Written by Dr. John Carosso
God bless and enjoy the rest of the summer
Written by Dr. John Carosso, Psy.D.
I know it’s only April, but you and I both know that summer recess will be here before ya know it, so best to start planning and preparing now. There is lots to think about, and would hate to have you awaken that fateful day in early June with the incessant “I’m bored”, or loud screaming that typically accompanies siblings being home together all day. Oh, the joys of summer.
I know it may sound a bit OCD-ish, but a very effective way to plan for the summer, and to get every drop of fun you can, is to get a calendar and plan the entire summer week-by-week, if not day-by-day. You may have some day and week-long camps that you can easily plug-in; the annual summer vacation to the beach or Disney, your kid’s sporting events, the trip to Aunt Rhoda’s… Once you have those regular events scheduled, you can start getting creative. Oh, by the way, if your child has special needs, contact the Park (Disney…) ahead of time to request a pass to avoid long wait-times.
Yea, creative. I’ll bet your family has a bucket-list of fun and ‘different’ things you all would like to do, but haven’t. Often, we don’t do fun things because we don’t plan for them. So, plan for them and get that small flower garden planted, bake some cookies, go camping in the backyard, go on that day-trip to Gettysburg, project a movie on your garage door and have a homemade drive-in, do some star-gazing, start an annual neighborhood kickball tournament and, of course, can’t forget about getting a net (not a wiffle bat) and catching lightening bugs.

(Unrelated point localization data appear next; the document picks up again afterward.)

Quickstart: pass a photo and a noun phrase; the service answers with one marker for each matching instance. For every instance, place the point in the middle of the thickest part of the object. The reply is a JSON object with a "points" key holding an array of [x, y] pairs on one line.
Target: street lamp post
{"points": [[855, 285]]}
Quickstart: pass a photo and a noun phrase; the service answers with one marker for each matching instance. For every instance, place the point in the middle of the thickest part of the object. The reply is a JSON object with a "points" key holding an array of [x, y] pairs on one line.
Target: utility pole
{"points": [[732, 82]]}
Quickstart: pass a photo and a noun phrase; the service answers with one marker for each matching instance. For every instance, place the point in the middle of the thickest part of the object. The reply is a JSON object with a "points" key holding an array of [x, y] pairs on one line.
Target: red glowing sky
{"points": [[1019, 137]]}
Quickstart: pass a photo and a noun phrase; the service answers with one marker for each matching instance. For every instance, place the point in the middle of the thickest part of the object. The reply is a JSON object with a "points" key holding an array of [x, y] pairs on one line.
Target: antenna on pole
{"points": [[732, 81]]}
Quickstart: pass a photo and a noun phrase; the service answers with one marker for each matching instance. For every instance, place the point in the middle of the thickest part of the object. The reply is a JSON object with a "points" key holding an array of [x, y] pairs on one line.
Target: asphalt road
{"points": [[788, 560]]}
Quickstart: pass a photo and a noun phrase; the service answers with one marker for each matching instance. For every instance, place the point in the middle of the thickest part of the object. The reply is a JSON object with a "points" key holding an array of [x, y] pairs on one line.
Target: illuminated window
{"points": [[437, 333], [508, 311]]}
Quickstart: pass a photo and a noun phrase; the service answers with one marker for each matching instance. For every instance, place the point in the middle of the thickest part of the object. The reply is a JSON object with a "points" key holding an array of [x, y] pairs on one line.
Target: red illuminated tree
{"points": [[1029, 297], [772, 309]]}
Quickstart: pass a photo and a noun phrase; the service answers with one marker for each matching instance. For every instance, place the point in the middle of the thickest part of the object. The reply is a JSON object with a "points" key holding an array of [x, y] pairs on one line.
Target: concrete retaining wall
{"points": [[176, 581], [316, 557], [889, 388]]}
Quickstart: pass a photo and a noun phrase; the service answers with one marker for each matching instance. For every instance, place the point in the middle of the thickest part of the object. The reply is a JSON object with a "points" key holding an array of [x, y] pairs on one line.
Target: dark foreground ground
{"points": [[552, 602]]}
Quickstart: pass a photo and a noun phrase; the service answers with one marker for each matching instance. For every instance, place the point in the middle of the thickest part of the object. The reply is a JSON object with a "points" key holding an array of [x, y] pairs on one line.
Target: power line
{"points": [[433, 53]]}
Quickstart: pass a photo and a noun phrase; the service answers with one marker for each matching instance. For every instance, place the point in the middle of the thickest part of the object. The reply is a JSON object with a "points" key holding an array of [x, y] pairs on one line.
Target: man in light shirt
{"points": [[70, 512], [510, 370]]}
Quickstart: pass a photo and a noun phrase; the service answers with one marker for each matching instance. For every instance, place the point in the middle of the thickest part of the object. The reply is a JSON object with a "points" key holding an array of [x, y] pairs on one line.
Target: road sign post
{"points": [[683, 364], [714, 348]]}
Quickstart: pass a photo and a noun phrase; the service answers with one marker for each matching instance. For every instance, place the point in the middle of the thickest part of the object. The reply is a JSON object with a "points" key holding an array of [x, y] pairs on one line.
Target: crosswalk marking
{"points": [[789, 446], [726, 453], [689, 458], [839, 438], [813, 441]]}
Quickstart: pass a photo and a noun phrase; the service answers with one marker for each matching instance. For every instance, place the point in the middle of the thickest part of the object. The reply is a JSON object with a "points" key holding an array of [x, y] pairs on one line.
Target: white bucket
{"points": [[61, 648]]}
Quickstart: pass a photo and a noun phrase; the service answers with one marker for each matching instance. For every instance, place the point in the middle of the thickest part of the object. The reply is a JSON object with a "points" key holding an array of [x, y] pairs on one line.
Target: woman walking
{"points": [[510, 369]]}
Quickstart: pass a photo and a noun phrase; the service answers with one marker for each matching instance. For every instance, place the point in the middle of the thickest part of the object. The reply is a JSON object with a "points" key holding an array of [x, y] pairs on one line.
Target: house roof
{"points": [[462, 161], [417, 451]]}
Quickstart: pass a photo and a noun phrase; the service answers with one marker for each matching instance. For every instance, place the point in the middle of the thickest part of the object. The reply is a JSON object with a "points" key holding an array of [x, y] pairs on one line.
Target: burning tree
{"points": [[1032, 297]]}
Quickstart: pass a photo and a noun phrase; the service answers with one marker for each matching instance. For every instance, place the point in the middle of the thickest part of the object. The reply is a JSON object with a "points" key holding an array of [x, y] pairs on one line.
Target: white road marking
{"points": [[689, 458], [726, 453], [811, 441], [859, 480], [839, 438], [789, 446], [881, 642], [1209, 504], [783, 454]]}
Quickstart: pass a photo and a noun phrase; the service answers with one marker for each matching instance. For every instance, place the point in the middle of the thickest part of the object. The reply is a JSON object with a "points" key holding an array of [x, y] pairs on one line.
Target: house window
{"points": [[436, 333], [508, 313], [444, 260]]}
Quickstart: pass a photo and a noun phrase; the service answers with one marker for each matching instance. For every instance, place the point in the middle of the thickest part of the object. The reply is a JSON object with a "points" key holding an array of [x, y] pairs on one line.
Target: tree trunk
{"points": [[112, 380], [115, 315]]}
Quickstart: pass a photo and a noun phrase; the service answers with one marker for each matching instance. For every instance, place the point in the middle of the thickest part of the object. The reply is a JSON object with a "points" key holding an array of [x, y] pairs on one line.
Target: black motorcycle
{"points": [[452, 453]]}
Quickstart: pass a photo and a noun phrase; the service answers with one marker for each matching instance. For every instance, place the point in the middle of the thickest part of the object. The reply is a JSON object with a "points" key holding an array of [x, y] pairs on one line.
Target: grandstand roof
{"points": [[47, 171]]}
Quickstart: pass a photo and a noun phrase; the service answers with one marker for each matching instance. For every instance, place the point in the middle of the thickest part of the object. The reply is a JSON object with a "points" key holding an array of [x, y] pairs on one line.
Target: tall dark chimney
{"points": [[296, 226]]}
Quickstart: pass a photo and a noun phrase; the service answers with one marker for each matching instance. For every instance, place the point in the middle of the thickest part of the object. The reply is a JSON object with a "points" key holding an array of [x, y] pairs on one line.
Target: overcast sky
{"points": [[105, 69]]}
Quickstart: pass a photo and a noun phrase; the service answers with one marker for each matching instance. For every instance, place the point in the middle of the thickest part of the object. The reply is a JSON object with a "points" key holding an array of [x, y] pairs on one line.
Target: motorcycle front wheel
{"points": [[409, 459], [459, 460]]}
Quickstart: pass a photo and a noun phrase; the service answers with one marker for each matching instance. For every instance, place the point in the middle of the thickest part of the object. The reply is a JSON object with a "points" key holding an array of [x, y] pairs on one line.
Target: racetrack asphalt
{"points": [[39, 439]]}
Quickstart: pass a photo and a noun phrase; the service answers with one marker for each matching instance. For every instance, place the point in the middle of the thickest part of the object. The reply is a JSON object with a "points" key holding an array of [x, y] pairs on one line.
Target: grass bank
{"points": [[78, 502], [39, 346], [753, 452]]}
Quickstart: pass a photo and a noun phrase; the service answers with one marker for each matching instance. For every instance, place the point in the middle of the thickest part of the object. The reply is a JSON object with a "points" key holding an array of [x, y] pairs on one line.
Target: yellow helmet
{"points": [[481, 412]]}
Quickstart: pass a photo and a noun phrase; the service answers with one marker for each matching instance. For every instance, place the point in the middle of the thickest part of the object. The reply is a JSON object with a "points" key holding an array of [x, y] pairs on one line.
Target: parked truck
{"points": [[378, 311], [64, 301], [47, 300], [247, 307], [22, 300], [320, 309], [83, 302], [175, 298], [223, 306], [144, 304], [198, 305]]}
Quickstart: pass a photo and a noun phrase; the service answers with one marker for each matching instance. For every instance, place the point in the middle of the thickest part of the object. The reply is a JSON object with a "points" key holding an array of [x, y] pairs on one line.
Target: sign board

You may include some things in the summer agenda that aren’t necessarily fun, but are definitely worthwhile. Summer is an excellent time to get your kids boned-up on things such as math, writing skills, or reading. In fact, if your child has special education services, talk to the Principal now about whether your child qualifies for Extended School Year (ESY). Also, teach the kiddos how to do various chores around the house (how to wash the family car…) or do a family project such as cleaning out that garage. In fact, sometimes those ‘chores’, if done as a family, can be quite a bonding experience especially when the final outcome (a really clean and organized garage) is achieved by everyone’s hard work. If your child is on the spectrum, the summer can be a time you may be a bit more indulgent in your child’s obsessive interests (sharks, star wars…) but only after nonpreferred is done, and don’t overindulge. Also, in the same vein, there can be a tendency to isolate and avoid social encounters; be sure to incorporate supervised social encounters into the calendar, and you may find it helpful to plan trips to the zoo, local library, autism-friendly theatre, and bookstore. Also, don’t forget, for all kiddos, daily running around and lots of physical activity.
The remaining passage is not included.